RE: Meter-Out Flow Control Set Higher than Would-be Normal Flow

(OP)

Quote:

How do you get pressure intensification when the piston is retracting?

If flow control is set to 14 GPM out of cylinder cap end, pump flow into cylinder rod end will be less than 10 GPM on a 1.5:1 cylinder. That means some pump flow is dumping over relief valve. That means pump and rod end pressure go to relief valve setting. With a load pushing against the cylinder, the load and the rod end pressure together create intensified pressure on the cap end.

RE: Meter-Out Flow Control Set Higher than Would-be Normal Flow

(OP)

Quote:

If you have a gravity-overhauling load - e.g. turn your diagram 90 degrees anticlockwise and have the cylinder carry some sort of fixed load - then there is a special valve you can use on the bottom of the cylinder to avoid the situation that you are fretting about. That valve is called ... a "counterbalance valve".

Functionally, it's like a pressure relief valve with a check-valve allowing free flow in the other direction.

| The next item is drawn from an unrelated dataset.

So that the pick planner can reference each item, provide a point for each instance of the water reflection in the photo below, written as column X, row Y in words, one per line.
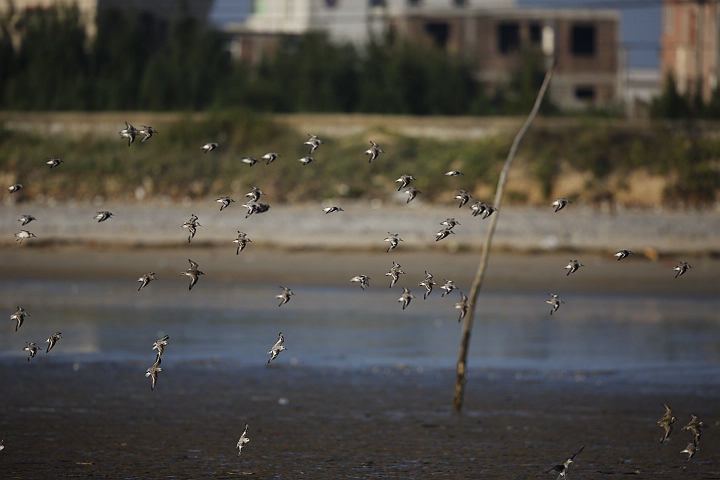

The idea is that you set the pressure on this counterbalance valve high enough so that the pressure on the top of the cylinder never drops below zero based on the pressure underneath the piston supporting the load.

They're not particularly fussy about that pressure setting matching the instantaneous load. As long as the setting is "more than enough", it will work. Obviously an excessively high setting of the counterbalance valve will make the machine stop working.

Please read my post above yours. I’m not asking how to make this work.

RE: Meter-Out Flow Control Set Higher than Would-be Normal Flow

Ok, I understand you thinking. I was thinking in terms of past experience designing a pressure intensifier where pressure on the large area creates higher, intensified pressure on the smaller area.